I don't know anything about how PG stores keys along with their
references to the actual rows but my assumption was that that reference
is some sort of an index into a table that maps the reference to an
actual disk/file address. So even if the row or the page with the row on
it is physically moved to a different location in the disk file, the
unrelated indexes would not have to be changed because only the
disk/file address changes but the reference does not. If PG does not
work in a similar fashion then I understand the locks. 

> That last I don't believe at all --- PG updates every index on every
row
>update.  Most likely the OP is just not querying pg_locks fast enough
to
>see the locks.

I'm sure you are right, but I was doing the update in a transaction and
I did not see those looks after the update was done but before the
changes were committed. 

>he probably needs to think harder about whether every one of those
>indexes is really carrying its weight.

Unfortunately all of those indexes are required by the application. It
appears that the only viable option I have is to drop the indexes and
recreate them after the update.


Thanks for the help!
Jozsef
 

-----Original Message-----
From: pgsql-performance-owner@xxxxxxxxxxxxxx
[mailto:pgsql-performance-owner@xxxxxxxxxxxxxx] On Behalf Of Tom Lane
Sent: Friday, June 30, 2006 1:44 AM
To: Josh Berkus
Cc: pgsql-performance@xxxxxxxxxxxxxx
Subject: Re: [PERFORM] FWD: Update touches unrelated indexes? 
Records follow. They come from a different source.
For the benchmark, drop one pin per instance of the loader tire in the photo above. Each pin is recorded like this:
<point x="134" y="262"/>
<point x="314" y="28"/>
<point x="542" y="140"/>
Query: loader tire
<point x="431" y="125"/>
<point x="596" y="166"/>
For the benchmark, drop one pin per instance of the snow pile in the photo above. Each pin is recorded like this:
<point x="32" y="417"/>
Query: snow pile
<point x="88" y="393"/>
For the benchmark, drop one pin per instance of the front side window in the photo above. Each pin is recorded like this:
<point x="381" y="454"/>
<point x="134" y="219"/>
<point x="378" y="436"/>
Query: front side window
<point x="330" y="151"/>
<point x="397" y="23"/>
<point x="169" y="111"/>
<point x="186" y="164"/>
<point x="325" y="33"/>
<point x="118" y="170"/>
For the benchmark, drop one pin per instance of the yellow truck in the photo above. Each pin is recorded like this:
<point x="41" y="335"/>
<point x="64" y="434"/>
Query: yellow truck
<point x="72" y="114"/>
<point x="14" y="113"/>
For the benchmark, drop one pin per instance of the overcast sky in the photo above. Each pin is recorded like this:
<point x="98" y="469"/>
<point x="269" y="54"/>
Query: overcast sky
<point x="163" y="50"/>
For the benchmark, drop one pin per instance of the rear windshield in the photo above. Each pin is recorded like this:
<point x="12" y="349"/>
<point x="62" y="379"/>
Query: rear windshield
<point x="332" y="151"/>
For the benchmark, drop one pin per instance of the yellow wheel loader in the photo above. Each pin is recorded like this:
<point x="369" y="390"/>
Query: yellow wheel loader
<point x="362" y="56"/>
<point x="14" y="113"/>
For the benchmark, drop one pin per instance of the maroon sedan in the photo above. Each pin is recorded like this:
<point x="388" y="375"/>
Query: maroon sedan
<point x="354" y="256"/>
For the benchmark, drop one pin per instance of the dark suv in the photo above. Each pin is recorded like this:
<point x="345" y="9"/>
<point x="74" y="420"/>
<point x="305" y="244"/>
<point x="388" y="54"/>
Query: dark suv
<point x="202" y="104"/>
Josh Berkus <josh@xxxxxxxxxxxx> forwards:
> I hope someone can explain what I'm seeing on our system. I've got a
> table with about four million rows in it (see schema below). Almost
> every column has one or two indexes. What I've found is that when I
> issue an update statement to zero out the content of a particular
> column, the pg_locks table indicates that every other, seemingly
> unrelated index is locked/changed.

This surprises you why?

> I expect the idx_test_table_col_27 index to have write locks during
this
> operation but seeing RowExclusiveLock entries on every other index
> puzzles me. Interestingly enough these locks are not present if the
> table is smaller.

That last I don't believe at all --- PG updates every index on every row
update.  Most likely the OP is just not querying pg_locks fast enough to
see the locks.  If he's really concerned about update performance then
he probably needs to think harder about whether every one of those
indexes is really carrying its weight.